I'll also add that we've introduced a new metric api that makes this easy for future runs: https://docs.wandb.ai/ref/python/run#define_metric
For instance you could call run.define_metric("acc", summary="max") and this will automatically store both the latest and the max value in the summary for filtering.
@vanpelt Fantastic, looking forward to it! And thanks for mentioning define_metric(), that's actually really useful
I've encountered this recently with my own runs. To address it, I've put together a script that updates target metrics of previous runs with best values as reported by api.run.scan_history(). Here it is.
~~Use the first revision if you don't like tqdm loading bars.~~
I feel like I should have read this issue before starting a long sweep 😅 can't wait to see this feature implemented!

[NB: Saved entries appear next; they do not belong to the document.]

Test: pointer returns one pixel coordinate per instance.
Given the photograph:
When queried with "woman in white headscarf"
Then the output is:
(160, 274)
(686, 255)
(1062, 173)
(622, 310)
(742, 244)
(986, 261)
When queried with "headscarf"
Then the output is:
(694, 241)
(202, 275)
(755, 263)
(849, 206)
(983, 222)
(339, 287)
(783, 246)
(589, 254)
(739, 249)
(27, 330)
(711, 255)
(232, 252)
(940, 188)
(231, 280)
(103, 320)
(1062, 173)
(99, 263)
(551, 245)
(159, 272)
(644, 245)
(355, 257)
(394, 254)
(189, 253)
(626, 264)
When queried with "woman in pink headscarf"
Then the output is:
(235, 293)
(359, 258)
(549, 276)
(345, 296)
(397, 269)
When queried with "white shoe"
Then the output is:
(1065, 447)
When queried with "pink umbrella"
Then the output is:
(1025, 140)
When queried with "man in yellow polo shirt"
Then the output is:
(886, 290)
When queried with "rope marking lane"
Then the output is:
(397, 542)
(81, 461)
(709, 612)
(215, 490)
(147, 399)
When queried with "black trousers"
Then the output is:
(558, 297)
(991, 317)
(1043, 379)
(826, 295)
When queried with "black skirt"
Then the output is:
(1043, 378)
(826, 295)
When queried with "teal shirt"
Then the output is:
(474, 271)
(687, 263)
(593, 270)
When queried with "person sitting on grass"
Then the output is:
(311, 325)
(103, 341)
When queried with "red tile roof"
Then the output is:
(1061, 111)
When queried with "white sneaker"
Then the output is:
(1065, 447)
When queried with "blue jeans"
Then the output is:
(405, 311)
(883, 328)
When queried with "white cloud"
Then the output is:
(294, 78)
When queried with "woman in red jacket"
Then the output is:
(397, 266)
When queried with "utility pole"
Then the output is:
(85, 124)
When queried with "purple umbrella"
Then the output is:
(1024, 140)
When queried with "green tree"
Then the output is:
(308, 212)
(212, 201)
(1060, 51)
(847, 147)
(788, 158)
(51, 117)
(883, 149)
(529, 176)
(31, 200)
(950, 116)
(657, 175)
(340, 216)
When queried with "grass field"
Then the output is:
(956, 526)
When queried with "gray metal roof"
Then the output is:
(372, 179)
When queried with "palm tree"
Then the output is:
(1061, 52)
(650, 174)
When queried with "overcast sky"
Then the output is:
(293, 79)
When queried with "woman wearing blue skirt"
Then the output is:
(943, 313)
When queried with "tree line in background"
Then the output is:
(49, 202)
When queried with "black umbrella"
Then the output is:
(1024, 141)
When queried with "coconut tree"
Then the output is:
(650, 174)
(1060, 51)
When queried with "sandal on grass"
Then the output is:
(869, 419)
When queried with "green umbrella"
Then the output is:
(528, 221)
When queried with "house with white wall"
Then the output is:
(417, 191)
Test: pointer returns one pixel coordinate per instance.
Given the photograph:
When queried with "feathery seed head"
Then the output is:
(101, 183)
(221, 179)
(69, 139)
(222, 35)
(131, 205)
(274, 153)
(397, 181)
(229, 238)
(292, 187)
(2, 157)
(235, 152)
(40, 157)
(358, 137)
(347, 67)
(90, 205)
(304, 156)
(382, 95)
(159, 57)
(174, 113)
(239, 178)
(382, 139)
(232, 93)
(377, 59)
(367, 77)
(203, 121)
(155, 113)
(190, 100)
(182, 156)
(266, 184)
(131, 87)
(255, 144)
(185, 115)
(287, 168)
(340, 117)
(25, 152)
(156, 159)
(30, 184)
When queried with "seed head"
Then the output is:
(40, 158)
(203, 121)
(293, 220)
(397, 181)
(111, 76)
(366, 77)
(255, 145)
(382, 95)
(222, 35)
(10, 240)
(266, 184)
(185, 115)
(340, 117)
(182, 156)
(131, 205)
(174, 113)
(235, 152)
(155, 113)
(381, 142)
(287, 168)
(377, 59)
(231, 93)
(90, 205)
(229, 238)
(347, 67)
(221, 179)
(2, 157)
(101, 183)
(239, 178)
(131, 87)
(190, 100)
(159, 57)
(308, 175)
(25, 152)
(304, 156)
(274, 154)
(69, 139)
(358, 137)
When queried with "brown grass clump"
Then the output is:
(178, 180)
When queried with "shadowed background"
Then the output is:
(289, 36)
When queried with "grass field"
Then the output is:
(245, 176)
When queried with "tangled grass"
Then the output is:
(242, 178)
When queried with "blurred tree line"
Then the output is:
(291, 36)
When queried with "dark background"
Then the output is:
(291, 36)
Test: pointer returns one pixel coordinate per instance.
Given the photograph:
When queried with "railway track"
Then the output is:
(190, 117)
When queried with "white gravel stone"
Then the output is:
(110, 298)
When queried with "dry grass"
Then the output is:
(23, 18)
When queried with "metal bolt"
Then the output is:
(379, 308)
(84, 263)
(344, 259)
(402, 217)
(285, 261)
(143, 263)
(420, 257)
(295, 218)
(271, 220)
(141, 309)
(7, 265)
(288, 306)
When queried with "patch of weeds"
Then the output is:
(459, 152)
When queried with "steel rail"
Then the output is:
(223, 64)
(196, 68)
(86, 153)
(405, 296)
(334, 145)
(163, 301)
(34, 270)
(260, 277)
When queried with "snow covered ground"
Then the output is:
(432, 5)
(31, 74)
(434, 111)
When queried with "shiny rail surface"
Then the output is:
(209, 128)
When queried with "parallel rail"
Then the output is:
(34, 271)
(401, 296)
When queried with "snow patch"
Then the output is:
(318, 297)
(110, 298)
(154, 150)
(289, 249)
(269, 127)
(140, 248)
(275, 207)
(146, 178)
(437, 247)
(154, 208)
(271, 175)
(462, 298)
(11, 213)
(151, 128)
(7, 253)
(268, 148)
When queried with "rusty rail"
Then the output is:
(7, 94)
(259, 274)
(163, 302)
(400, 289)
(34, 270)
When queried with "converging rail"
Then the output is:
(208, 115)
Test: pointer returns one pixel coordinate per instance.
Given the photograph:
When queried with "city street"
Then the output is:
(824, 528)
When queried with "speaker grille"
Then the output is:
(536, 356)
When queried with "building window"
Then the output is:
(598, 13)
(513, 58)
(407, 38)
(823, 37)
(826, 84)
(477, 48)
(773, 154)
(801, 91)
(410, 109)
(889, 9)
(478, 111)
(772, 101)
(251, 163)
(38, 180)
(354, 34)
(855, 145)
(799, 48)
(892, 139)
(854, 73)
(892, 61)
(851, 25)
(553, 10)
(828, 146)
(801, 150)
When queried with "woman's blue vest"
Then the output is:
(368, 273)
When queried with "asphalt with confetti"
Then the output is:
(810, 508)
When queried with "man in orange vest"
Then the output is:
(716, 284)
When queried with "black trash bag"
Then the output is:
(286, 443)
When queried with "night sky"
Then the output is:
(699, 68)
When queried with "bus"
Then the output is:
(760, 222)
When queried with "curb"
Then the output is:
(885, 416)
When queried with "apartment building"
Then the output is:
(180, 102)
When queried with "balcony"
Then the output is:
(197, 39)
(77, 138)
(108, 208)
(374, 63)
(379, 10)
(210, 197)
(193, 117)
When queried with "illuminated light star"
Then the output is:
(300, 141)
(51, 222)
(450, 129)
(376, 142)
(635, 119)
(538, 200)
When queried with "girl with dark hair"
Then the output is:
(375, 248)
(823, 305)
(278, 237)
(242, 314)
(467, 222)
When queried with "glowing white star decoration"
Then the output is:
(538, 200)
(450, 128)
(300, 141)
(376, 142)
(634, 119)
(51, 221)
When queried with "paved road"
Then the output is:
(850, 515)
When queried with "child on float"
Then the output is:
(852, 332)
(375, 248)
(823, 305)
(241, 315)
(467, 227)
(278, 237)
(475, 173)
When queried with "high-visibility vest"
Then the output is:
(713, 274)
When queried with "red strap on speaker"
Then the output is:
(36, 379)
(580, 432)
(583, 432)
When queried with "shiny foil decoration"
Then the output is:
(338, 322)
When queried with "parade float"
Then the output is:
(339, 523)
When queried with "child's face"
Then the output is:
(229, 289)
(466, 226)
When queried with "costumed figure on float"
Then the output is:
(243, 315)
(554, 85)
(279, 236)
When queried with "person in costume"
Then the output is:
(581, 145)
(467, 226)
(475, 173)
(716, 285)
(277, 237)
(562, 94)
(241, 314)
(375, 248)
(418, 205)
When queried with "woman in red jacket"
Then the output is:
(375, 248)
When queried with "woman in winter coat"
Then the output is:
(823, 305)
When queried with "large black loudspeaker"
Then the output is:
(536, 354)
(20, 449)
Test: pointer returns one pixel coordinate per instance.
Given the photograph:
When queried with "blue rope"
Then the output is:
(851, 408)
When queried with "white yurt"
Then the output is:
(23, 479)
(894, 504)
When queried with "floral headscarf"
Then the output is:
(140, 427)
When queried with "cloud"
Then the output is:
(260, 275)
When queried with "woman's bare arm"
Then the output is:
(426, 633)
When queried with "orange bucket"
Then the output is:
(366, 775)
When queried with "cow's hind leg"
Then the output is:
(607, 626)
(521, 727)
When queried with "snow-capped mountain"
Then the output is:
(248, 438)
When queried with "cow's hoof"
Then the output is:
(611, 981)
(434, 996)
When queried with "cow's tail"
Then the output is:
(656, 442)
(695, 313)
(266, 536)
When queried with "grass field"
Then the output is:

I've encountered this recently with my own runs. To address it, I've put together a script that updates target metrics of previous runs with best values as reported by api.run.scan_history(). Here it is.
~Use the first revision if you don't like tqdm loading bars.~
Thanks for the script @LTeder, it came in really handy! BTW, I think you have the conditions reversed in
if ( (func == max and bests[i] < previous[i]) or
(func == min and bests[i] > previous[i])):
Shouldn't it be:
if ( (func == max and bests[i] > previous[i]) or
(func == min and bests[i] < previous[i])):
Thanks for the script @LTeder, it came in really handy! BTW, I think you have the conditions reversed
Glad you found it useful @ndrwnaguib ! It looks backwards there because the point is to print the "bad" changes during the test run. It counts and displays the value changes that wouldn't be applied (given the if-statement that follows it), but are still important to recognize. In my case, they all appeared to be rounding errors (which was about 2% of my runs, iirc)
I think this feature is finally available, with weave expressions!
To create a barplot with the lowest validation loss for each run, I chained an expression together like this:
runs.map((row) => row.history["val/loss"].min)
@vanpelt's define_metric solution works perfectly for new runs - thank you! However, I agree it would be extremely useful to be able to obtain the min and max values of the logged metrics within the UI for past runs.
@vanpelt's
define_metricsolution works perfectly for new runs - thank you! However, I agree it would be extremely useful to be able to obtain theminandmaxvalues of the logged metrics within the UI for past runs.
Agreed, whether is it via weave expressions or define_metric, it is not directly obvious to new users. It would probably be for the best if one can easily view the min max values from the UI with no additional code added before running.
WandB Internal User commented: SteffenCzolbe commented: I think this feature is finally available, with weave expressions!
I chained an expression together like this:
runs.map((row) => row.history["val/loss"].min)
This creates a barplot with the lowest validation loss for each run.